Benzimidazole molecular skeleton found in some clinical therapeutic agents.
Unfortunately, many of these methods suffer from drawbacks such as drastic reaction conditions [14], low yields [16], tedious workup procedures [22] and co-occurrence of several side reactions [20]. As a consequence, the introduction of an efficient and mild method is still needed to overcome these limitations.
Methods
Results and discussion
Herein, we report a simple and efficient protocol for the synthesis of benzimidazoles using the catalyst cadmium chloride.
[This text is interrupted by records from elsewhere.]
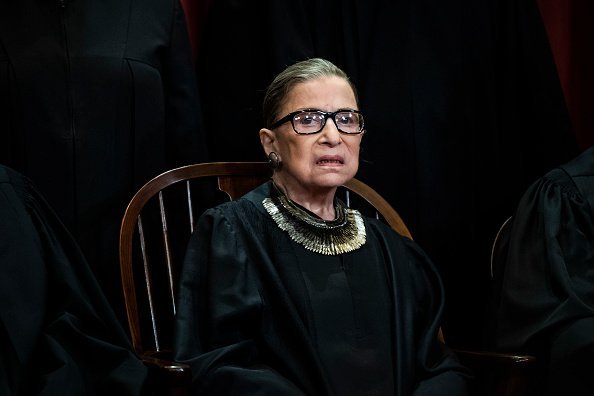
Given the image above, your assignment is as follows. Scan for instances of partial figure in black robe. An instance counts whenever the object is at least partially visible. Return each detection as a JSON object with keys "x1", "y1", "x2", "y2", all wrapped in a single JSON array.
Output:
[
  {"x1": 0, "y1": 0, "x2": 204, "y2": 318},
  {"x1": 0, "y1": 165, "x2": 147, "y2": 396},
  {"x1": 175, "y1": 182, "x2": 468, "y2": 396},
  {"x1": 496, "y1": 147, "x2": 594, "y2": 395}
]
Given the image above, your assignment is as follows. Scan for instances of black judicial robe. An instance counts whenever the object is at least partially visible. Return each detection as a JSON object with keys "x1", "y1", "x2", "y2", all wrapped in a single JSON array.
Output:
[
  {"x1": 175, "y1": 183, "x2": 467, "y2": 396},
  {"x1": 0, "y1": 0, "x2": 202, "y2": 310},
  {"x1": 496, "y1": 147, "x2": 594, "y2": 395},
  {"x1": 0, "y1": 166, "x2": 147, "y2": 396}
]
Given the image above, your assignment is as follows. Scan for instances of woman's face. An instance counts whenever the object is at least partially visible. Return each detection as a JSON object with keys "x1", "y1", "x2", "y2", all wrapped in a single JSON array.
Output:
[{"x1": 260, "y1": 77, "x2": 363, "y2": 193}]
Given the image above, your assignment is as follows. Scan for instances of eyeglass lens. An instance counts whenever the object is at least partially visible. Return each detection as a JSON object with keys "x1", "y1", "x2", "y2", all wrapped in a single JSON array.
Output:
[{"x1": 293, "y1": 111, "x2": 363, "y2": 134}]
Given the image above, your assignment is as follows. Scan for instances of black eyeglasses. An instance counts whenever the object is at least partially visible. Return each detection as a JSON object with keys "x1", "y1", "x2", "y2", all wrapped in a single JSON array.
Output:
[{"x1": 270, "y1": 109, "x2": 365, "y2": 135}]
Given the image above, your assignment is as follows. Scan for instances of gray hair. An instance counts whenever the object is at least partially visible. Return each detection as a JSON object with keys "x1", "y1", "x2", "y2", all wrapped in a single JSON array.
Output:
[{"x1": 262, "y1": 58, "x2": 359, "y2": 128}]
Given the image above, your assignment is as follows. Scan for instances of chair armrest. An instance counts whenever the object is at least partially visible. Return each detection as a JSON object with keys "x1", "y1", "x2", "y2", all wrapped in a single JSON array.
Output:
[
  {"x1": 454, "y1": 349, "x2": 536, "y2": 396},
  {"x1": 140, "y1": 352, "x2": 192, "y2": 396}
]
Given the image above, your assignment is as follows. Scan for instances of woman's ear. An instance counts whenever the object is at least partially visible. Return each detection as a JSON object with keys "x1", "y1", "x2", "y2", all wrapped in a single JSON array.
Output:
[{"x1": 260, "y1": 128, "x2": 277, "y2": 155}]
In a preliminary study, we have examined the reaction of 1,2-phenylenediamine or ortho-phenylenediamine (OPD) (1 in Scheme 1) and benzaldehyde (2 in Scheme 1) in the presence of cadmium chloride to optimize the reaction conditions. The optimal conditions were found to involve the use of OPD and aldehydes in 1:1 molar ratios, with the catalyst loading of 10 mol% in acetonitrile at 80°C to 85°C. As per the optimized conditions, the OPD and benzaldehyde reaction was completed within 3 h to give the corresponding product of 2-phenylbenzimidazole (3a) in excellent yield, as shown in Scheme 1.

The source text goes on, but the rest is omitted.